When examining 1,001 statistical comparisons between participants exposed to cannabis prenatally and control groups with no exposure, the researchers of the systematic review found cognitive outcomes were in the vast majority of cases the same — they were worse in 3.4% of cases and better in only 0.9%. Even those differences, however, “overwhelmingly fell within the normal range when compared against normative data adjusted for age and education.”
Cannabis isn’t the only explanation
The researchers did clarify, however, that one prospective study from 2008 found that those exposed to cannabis prenatally scored “outside the normal range of cognitive functioning.”
The 2008 study concluded that, among other differences, “Heavy [cannabis] use (one or more marijuana cigarettes per day) during the second trimester predicted deficits in the composite, short-term memory, and quantitative scores.”
The authors of the recent review issued a number of caveats about the earlier studies’ findings. For one, there are differences among the mothers in regards to poverty, home environment, and maternal cognitive ability, and it is difficult to quantify how this affects the results.
The earlier studies were not able to determine preschool and day-care attendance, and most importantly, the researchers write, further analysis is needed “into variables that may have greater explanatory power than cannabis exposure.”
Public policy implications
Understanding whether cannabis exposure during pregnancy is harmful has significant social ramifications, the recent study’s authors wrote, because it is often cause for “punitive policies” and stigma against mothers who use cannabis.
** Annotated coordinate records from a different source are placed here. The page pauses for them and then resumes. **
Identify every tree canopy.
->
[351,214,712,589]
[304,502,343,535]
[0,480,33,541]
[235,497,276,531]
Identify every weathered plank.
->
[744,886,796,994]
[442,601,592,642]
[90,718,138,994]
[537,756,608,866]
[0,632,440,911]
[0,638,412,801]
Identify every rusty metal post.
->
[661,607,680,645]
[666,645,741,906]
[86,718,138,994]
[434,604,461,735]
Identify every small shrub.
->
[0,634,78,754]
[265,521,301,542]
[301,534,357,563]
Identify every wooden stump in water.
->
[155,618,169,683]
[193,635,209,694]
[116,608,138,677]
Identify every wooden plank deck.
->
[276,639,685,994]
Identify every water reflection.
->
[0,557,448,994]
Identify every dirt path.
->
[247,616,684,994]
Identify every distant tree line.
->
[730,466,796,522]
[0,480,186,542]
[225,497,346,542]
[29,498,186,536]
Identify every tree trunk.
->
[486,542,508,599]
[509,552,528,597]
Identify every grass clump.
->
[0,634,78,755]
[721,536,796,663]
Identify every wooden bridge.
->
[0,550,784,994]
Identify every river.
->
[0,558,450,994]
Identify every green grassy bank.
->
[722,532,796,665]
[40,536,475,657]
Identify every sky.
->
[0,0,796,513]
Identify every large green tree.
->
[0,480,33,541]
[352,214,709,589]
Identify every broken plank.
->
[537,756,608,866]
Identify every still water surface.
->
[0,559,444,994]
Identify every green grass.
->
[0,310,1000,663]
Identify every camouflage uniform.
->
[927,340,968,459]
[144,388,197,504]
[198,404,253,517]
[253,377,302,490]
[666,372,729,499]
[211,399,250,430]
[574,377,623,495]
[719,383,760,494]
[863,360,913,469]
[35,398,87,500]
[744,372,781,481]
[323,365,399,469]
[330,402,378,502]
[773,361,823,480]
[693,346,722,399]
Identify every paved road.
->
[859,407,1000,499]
“The rationale for such policies is, in part, that prenatal cannabis exposure causes persistent deleterious effects, especially on cognitive functioning. Findings from this review suggest that this assumption should be reevaluated to ensure that our assumptions do not do more harm than the drug itself,” the researchers stated.
The ramifications of cannabis use during pregnancy and lactation could be of growing importance as more jurisdictions consider legalizing cannabis. According to two recent studies, the number of pregnant women who use cannabis increases in jurisdictions where cannabis is legalized.
Additionally, the new review could affect how medical professional associations and regulators treat cannabis and pregnancy.
Although it acknowledges a lack of adequate research, the American College of Obstetricians and Gynecologists still recommends that pregnant women not use marijuana.
And earlier this year, the state of California added cannabis smoke and THC to its list of “naturally occurring and synthetic chemicals that are known to cause cancer or birth defects or other reproductive harm.”
This is also not the first study to challenge assertions that cannabis affects cognitive function. One such study, published in 2019, looked at twins where one used cannabis and the other didn’t and concluded that cannabis use doesn’t appear to cause cognitive decline. The authors of the study, published in Drug and Alcohol Dependence, postulated that other factors (likely genetic or environmental factors) predispose some adolescents to both cannabis use and IQ drops in adulthood.